Once the assembly was ready, I had to write the screen image to disk.  Again I chose to use MS-DOS’s debug utility to do so.  Recall that I needed to skip the 7 byte header when writing out to disk.  I used the following debug commands:

C:\SRC>debug rc2010.bsv
-w 107 1 1 8
-q
C:\SRC>

One consequence of writing to the first 9 disk sectors is that the file allocation table is destroyed in the process, making the disk unreadable to MS-DOS.  I’m personally not concerned about it, but it makes rewriting these sectors a pain as the disk needs to be formatted before debug can be used again.  The command above is rather simple.  The “w” is the write command, 107 is the address in memory to start retrieving data to write, 1 is the second disk drive (B: on my PC), the next 1 is the first sector to start writing, and 8 is the number of sectors to write.  The 107 is interesting because 100 seems to be the begining of any file loaded via the initial debug command.  By using 107, I skip the entire 7 byte header, outputting screen data and some garbage at the end.

I was happy to find out (after a few initial miswrites) that the assembly code worked perfectly:

A fun screen

This example opens the door to loading binaries or graphical screens from disk. I’ve included a link to a boot image if anyone wants to try this out.  The boot disk should work with any personal computer in theory, including emulators.

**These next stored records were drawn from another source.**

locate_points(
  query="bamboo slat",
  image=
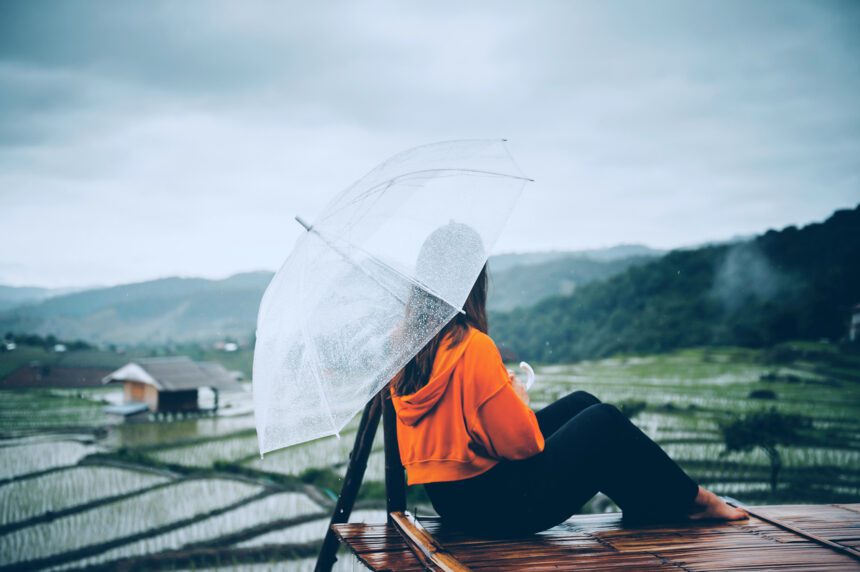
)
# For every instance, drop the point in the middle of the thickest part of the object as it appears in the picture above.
(429, 552)
(602, 542)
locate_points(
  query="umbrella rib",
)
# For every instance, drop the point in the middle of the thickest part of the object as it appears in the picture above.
(389, 182)
(351, 261)
(314, 371)
(410, 279)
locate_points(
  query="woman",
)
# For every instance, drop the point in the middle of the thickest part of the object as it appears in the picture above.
(490, 465)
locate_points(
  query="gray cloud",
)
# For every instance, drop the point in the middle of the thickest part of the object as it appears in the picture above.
(138, 140)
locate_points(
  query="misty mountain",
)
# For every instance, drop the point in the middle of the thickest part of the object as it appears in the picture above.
(199, 309)
(791, 284)
(525, 285)
(12, 296)
(503, 262)
(168, 309)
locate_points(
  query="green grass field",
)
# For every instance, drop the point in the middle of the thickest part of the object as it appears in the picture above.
(68, 469)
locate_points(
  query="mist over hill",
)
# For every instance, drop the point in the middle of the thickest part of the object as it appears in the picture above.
(548, 306)
(198, 309)
(791, 284)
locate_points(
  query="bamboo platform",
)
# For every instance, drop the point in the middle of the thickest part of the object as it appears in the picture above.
(781, 537)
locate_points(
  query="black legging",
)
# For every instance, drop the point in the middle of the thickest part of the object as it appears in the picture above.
(590, 447)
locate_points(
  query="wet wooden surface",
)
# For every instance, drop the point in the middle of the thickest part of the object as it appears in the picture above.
(601, 542)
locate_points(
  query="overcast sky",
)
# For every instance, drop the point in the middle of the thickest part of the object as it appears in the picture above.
(146, 139)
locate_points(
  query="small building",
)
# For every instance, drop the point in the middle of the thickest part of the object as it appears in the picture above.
(170, 384)
(854, 331)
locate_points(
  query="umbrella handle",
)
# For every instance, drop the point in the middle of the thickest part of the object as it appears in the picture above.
(530, 374)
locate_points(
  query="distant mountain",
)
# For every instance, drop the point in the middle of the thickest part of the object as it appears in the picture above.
(198, 309)
(154, 312)
(526, 285)
(791, 284)
(12, 296)
(502, 262)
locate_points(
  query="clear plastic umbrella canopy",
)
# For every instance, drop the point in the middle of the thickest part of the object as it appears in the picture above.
(383, 268)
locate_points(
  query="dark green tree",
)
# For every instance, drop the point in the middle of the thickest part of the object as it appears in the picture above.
(766, 429)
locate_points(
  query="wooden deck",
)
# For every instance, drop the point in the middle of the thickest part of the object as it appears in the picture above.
(600, 542)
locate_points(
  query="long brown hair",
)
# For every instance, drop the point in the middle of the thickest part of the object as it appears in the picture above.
(416, 373)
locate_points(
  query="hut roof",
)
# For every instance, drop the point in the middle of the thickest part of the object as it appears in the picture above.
(175, 374)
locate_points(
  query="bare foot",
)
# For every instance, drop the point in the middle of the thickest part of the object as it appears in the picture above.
(710, 505)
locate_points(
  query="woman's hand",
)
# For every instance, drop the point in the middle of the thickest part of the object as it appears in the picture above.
(518, 386)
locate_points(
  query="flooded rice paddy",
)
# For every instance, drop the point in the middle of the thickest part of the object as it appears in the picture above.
(80, 489)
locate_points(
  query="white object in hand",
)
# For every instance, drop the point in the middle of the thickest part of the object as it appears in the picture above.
(530, 374)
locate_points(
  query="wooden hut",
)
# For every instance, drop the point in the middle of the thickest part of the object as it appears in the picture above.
(170, 384)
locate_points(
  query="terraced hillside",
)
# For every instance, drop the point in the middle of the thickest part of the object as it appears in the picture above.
(78, 491)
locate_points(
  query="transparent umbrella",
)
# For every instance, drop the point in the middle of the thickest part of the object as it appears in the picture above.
(387, 264)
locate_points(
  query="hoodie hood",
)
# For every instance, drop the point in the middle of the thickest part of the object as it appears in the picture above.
(413, 407)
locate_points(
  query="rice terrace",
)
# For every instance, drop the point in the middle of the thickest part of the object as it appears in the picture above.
(193, 493)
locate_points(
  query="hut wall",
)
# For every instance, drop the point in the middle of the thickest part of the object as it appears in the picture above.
(178, 400)
(138, 391)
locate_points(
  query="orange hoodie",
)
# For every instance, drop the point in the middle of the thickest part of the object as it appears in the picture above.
(466, 418)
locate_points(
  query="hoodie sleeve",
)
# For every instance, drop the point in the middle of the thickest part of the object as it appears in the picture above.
(501, 423)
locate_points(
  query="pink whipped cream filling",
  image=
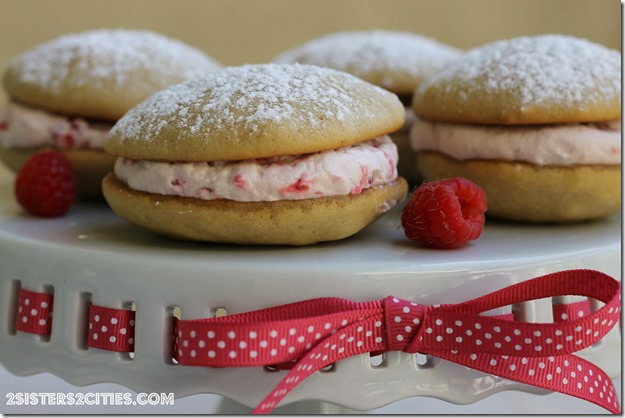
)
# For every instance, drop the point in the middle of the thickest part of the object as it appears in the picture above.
(23, 127)
(343, 171)
(566, 144)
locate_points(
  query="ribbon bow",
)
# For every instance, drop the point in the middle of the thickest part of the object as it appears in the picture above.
(310, 335)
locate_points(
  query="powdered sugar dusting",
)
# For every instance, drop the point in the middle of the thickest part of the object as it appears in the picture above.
(364, 52)
(540, 70)
(110, 54)
(246, 98)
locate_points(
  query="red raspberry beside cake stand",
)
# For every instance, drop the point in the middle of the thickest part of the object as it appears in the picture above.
(93, 257)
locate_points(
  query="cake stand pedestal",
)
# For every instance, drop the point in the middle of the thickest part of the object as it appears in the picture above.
(91, 256)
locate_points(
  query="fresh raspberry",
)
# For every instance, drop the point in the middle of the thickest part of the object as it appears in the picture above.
(445, 213)
(45, 185)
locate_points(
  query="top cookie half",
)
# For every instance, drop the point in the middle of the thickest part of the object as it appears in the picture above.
(256, 111)
(396, 61)
(529, 80)
(101, 74)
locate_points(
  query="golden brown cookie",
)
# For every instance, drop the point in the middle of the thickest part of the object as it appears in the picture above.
(93, 77)
(520, 191)
(264, 154)
(397, 61)
(529, 80)
(535, 121)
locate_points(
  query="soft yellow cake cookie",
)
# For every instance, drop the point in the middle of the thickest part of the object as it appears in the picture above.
(258, 154)
(67, 93)
(535, 121)
(396, 61)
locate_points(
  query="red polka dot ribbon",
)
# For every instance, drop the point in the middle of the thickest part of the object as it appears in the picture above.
(308, 336)
(111, 329)
(34, 312)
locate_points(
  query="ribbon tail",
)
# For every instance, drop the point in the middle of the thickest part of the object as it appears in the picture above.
(335, 347)
(567, 374)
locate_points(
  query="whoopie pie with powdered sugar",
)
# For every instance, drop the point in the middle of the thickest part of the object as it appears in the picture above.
(535, 121)
(258, 154)
(67, 93)
(394, 60)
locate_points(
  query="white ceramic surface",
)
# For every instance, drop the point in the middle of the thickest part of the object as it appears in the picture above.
(93, 252)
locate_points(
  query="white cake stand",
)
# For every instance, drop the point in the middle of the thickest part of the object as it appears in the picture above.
(93, 256)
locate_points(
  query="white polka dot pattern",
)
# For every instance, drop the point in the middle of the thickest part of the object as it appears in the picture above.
(308, 336)
(34, 312)
(111, 329)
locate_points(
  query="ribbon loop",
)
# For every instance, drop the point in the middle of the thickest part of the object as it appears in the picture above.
(312, 334)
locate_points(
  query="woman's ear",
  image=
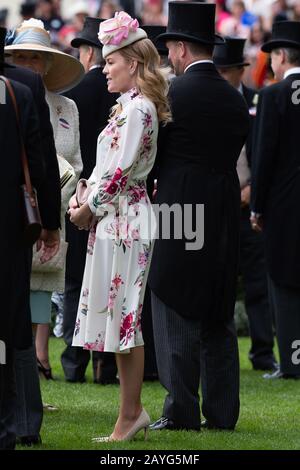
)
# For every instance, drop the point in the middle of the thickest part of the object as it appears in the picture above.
(133, 67)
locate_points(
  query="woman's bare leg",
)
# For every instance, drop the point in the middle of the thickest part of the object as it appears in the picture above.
(131, 372)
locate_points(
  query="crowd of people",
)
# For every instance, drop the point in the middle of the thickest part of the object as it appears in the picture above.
(120, 120)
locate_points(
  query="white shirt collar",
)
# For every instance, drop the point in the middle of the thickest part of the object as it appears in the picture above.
(198, 62)
(291, 71)
(94, 67)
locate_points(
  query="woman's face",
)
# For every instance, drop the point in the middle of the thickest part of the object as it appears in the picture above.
(33, 60)
(120, 74)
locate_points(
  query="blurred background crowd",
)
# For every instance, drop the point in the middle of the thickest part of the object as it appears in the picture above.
(251, 19)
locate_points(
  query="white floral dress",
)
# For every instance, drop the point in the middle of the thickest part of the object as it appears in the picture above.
(119, 247)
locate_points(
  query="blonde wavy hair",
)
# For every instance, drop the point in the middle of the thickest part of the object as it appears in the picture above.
(152, 79)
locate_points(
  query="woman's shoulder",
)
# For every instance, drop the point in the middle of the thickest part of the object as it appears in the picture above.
(59, 100)
(142, 103)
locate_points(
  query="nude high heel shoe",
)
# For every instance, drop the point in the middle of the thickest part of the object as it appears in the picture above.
(142, 422)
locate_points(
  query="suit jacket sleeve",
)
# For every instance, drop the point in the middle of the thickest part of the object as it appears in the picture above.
(29, 125)
(50, 194)
(265, 148)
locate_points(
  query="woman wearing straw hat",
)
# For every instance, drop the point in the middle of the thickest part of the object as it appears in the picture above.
(118, 256)
(30, 47)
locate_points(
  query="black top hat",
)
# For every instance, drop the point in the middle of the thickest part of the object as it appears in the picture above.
(193, 22)
(89, 33)
(231, 54)
(152, 32)
(284, 34)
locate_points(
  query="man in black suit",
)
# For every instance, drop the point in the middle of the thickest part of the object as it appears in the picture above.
(276, 189)
(93, 102)
(194, 283)
(29, 409)
(231, 64)
(15, 267)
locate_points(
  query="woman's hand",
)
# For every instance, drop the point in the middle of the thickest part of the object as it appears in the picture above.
(73, 202)
(49, 242)
(81, 216)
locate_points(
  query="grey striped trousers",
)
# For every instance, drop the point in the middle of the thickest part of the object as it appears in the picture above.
(183, 349)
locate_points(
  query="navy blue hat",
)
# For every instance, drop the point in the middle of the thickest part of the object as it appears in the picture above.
(193, 22)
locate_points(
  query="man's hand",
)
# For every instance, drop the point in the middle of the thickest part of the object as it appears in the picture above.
(49, 243)
(256, 223)
(81, 217)
(245, 196)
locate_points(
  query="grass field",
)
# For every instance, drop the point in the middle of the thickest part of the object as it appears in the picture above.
(269, 417)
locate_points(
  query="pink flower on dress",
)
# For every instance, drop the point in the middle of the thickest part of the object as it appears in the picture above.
(118, 174)
(115, 30)
(115, 141)
(111, 188)
(123, 182)
(147, 120)
(117, 281)
(126, 330)
(135, 234)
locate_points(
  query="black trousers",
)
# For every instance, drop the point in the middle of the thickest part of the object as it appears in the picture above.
(286, 305)
(254, 273)
(7, 402)
(186, 350)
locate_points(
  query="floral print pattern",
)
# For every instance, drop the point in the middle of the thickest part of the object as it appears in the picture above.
(117, 264)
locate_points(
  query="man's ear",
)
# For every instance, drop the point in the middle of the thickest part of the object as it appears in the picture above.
(182, 49)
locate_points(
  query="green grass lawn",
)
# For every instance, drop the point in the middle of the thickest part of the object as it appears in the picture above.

Graphics from the Boot Sector

The BIOS interrupt 0×10 functions on PC include a handful of input and output functions.  My last post talked about a successful boot block that printed out the alphabet.  However, I was interested in an additional function provided by this interrupt, namely 0×0C, writing a pixel.

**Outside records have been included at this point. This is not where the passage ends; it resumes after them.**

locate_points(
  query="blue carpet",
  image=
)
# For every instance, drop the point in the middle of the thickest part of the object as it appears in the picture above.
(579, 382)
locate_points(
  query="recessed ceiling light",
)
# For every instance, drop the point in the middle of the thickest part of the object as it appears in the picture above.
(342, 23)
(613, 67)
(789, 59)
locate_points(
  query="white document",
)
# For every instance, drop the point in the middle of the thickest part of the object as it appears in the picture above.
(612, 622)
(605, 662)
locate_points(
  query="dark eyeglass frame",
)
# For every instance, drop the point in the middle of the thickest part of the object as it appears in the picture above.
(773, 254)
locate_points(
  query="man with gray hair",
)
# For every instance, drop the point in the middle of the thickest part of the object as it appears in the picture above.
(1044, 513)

I’m using mode 9, which is a Tandy and PCjr specific mode featuring 320×200 graphics and 16 colors.  The video mode switch is achieved by calling function 0×00 of interrupt 0×10.  This call is relatively simple as the mode desired is the low byte of the AX register, while the function number is the high byte.

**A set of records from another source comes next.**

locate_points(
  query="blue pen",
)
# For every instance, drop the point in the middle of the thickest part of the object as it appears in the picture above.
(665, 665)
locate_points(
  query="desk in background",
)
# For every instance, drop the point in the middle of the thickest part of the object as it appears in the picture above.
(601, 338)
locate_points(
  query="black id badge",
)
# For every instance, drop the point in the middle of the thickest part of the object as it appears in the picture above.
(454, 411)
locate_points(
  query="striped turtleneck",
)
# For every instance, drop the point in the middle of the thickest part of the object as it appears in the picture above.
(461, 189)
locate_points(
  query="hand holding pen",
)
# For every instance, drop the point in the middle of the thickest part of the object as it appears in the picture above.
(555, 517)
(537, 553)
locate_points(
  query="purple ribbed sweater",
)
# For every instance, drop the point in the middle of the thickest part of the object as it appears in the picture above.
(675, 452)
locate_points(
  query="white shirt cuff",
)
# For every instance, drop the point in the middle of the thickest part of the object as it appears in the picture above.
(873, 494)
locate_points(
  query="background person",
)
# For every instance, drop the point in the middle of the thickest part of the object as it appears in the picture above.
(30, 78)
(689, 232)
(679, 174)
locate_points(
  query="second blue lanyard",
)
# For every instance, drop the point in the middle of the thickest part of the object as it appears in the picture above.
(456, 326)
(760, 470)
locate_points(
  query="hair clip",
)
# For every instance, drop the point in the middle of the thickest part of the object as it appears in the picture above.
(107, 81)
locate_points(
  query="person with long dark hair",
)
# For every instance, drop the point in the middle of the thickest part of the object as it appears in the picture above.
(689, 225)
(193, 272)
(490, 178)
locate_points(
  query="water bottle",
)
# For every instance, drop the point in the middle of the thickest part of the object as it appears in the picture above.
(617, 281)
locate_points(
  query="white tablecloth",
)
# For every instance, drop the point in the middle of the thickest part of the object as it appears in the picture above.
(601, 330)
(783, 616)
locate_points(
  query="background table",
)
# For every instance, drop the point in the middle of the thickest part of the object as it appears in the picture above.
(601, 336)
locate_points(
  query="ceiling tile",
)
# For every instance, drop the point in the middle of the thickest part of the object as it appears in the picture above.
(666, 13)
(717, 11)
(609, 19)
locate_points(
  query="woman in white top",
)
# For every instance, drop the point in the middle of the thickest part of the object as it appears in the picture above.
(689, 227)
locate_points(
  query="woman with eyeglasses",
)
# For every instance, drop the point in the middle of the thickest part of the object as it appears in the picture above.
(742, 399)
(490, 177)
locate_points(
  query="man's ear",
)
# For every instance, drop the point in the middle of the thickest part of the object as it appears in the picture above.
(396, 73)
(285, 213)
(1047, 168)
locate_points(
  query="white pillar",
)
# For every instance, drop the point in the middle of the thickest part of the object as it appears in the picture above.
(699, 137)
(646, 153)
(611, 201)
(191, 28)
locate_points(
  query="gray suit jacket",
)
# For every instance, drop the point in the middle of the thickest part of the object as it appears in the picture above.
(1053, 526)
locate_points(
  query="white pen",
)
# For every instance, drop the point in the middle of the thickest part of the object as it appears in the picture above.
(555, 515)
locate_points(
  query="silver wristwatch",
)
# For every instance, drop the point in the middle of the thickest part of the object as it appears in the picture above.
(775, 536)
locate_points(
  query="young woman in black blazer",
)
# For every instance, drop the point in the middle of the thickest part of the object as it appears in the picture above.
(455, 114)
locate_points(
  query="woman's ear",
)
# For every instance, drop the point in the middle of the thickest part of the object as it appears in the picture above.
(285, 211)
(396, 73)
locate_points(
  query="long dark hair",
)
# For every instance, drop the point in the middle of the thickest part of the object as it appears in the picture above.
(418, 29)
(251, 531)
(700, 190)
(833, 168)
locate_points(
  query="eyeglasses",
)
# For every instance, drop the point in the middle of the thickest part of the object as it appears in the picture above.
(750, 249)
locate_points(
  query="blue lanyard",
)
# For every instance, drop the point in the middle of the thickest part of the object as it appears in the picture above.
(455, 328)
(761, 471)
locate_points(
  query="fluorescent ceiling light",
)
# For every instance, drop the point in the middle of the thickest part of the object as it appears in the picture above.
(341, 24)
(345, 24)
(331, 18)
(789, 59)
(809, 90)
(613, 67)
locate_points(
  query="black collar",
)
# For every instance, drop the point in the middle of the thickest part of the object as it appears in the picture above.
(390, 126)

After switching into a PCjr video mode, I tried relatively simple tasks like drawing single pixels or complete lines.  The function call is actually simple.  The high byte of AX is set to the function number, 0×0C.  The low byte is set to the desired color.  The values of CX and DX are the rows and columns respectively.  Easy!

To make things a bit more interesting, I decided to try some more impressive drawing functions.  I was able to fill the screen with alternating columns, each featuring another of the 16 available colors.  This impressive feat was all achieved using BIOS calls to interrupt 0×10, which is painfully slow.  A video below shows the Tandy booting this graphic program:

(Sorry about the audio… stiction in the tripod…)

The simple code is actually pretty neat.  I wasn’t sure I’d be able to figure this out in assembly, but x86 assembly isn’t all that horrible.  Ideally, to achieve something similar but fast, one would write directly to video RAM.  I still need to do my homework on that task.

While this code is neat, it still doesn’t do much interestng.  Hopefully my next post features a more interesting 512 bytes of boot code.

Tandy Success!

The last post documented to attack vectors for getting text onto the screen via a boot sector.  The first wrote directly to the video RAM, while the second made use of the of BIOS interrupt calls.  The first technique didn’t translate cleanly to NASM, which was entirely due to my inability to author assembly language, so I’ve decided to work with BIOS calls.

The PC bios provides some basic input and output routines via interrupt 0×10.  The example I had outlined in my last post displayed a string on the screen before rebooting the system.  Or at least it claimed to…  I had mentioned that I neglected to terminate the string, which I suspected was the reason why the Tandy displayed nothing at boot time.  It turns out that it wasn’t the problem.  I suspect that the Tandy’s BIOS simply doesn’t support the string operation.  In fact, glancing at online documentation concerning 0×10 didn’t reveal any function that should behave as such (ok, this reference does list function 0×13, so whatever…).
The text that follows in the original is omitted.